Retailers, participating in the pilot program for competitive electricity markets, warned problems with receiving meter data and the transmission charges for each customer must be fixed. If not, bills won’t be timely or accurate, they said.
NewPower, with 61,000 customers enrolled to date, reported sending incomplete bills to some customers. The company said it didn’t receive transmission and distribution charges for all customers from the respective transmission utilities.
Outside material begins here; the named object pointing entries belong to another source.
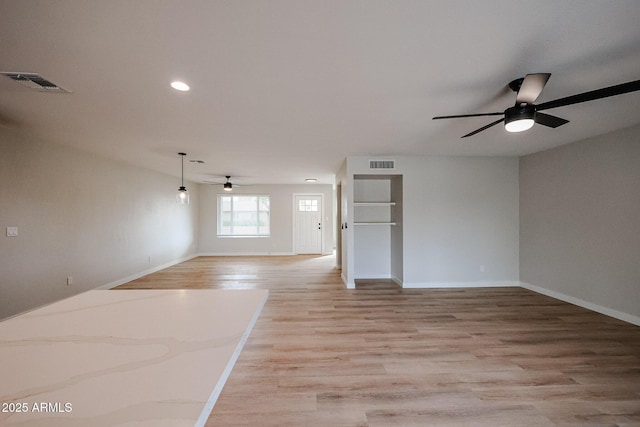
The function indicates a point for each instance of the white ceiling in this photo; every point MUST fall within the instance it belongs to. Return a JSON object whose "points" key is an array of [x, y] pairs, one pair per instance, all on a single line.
{"points": [[283, 90]]}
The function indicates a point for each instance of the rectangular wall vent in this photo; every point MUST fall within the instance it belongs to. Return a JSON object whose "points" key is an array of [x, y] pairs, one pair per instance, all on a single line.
{"points": [[382, 164], [35, 81]]}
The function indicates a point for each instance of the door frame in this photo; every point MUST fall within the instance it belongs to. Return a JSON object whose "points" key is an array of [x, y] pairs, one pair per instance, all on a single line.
{"points": [[294, 230]]}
In some instances, the company received the transmission and distribution invoice but no monthly electricity usage data.
This means that some of NewPower’s customers get their monthly electric bills late, the company said. “NewPower views this as a negative customer experience but a necessary one at present,” the company said.
First Choice also reported problems with incomplete data causing late and incomplete bills and added customer accounts have been “lost” in the system. Customers who sign up for service are switched to the retailer but the retailer is never notified of that switch, said Scott Forbes, chief accounting officer for First Choice.
These customers are receiving power but get no electric bills until that paperwork eventually catches up, he said. NewPower also expressed concern about “lost” transactions. First Choice’s Forbes said he is worried about the customer experience if bills are late, incomplete, and inaccurate.
“We have seen improvement in the flow of data. But we don’t want the customer adversely affected,” said Forbes. “The pilot is a time to iron out these problems until we have a high degree of timeliness and accuracy in the bills.”
Forbes said under the current utility system, billing was 99% accurate. “Customers should not have a worse experience with competition,” he said.
While complaints were numerous, most retailers weren’t ready to call for a delay of the January start date. Reliant said it continues to participate in preparing for retail market open on Jan. 1, 2002, and is “confidant that any remaining significant issues will be overcome.” Earlier this month ERCOT officials in a hearing before a legislative oversight committee said they see no “fatal flaw” that should delay the market opening.